El Instituto Nacional de Tecnología Agropecuaria (INTA) oficializó este jueves la implementación de un Sistema de Retiro Voluntario para el ejercicio 2026, dirigido exclusivamente a su personal de planta permanente. Así lo establece la Resolución 144/2026 del INTA, publicada en el Boletín Oficial y firmada por el titular del instituto, Nicolás Bronzovich.
Según fuentes del Consejo Directivo del INTA consultadas por Infocampo, el Gobierno no fijó un objetivo concreto de reducción de personal. No obstante, del presupuesto asignado al programa se desprende que se apunta a recortar alrededor de 1.000 empleados del plantel estable, o incluso un poco más.
De acuerdo con datos del Instituto Nacional de Estadística y Censos (Indec), actualmente trabajan en el INTA aproximadamente 6.000 personas. En marzo pasado, la dotación total era de 5.989 agentes, de los cuales 5.730 estaban bajo convenio colectivo y el resto bajo otras figuras de contratación. Esto representa unos 1.000 empleados menos que al asumir el gobierno de Javier Milei en enero de 2024, cuando la dotación total era de 6.924 personas.

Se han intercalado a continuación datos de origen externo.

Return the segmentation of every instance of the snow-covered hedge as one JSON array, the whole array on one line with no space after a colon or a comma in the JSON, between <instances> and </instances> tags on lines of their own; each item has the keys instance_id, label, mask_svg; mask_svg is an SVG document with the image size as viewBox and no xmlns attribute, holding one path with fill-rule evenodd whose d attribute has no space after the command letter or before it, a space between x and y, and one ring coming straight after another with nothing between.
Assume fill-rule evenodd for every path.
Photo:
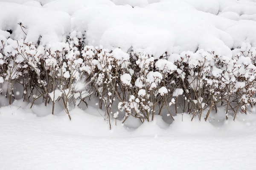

El objetivo del Gobierno sería reducir la planta a unas 4.500 personas. Las fuentes consultadas indicaron que el anterior retiro voluntario no tuvo la repercusión esperada, pero que ahora las condiciones se han mejorado, por lo que se espera una mayor adhesión. Además, señalan que hay personal cansado por la incertidumbre y los destratos en el organismo, lo que podría acelerar las decisiones de salida.
El período para que los agentes manifiesten su voluntad de adherirse comenzó el 4 de mayo y se extenderá hasta el 31 de ese mes. La resolución contempla una posible prórroga única de 15 días corridos, sujeta a solicitud del Consejo Directivo.
El programa se presenta como un instrumento de gestión para empleados que, considerando su trayectoria, decidan iniciar una nueva etapa profesional o vital. El beneficio económico se determina exclusivamente por la antigüedad en planta permanente, tomando como base los haberes liquidados a enero de 2026, ajustados por incrementos salariales acumulados del 10,30% entre enero y mayo de ese año.
La resolución agrega que la aprobación final del régimen fue resultado de reuniones del Consejo Directivo iniciadas en enero de 2026, donde se fijaron las bases y condiciones generales.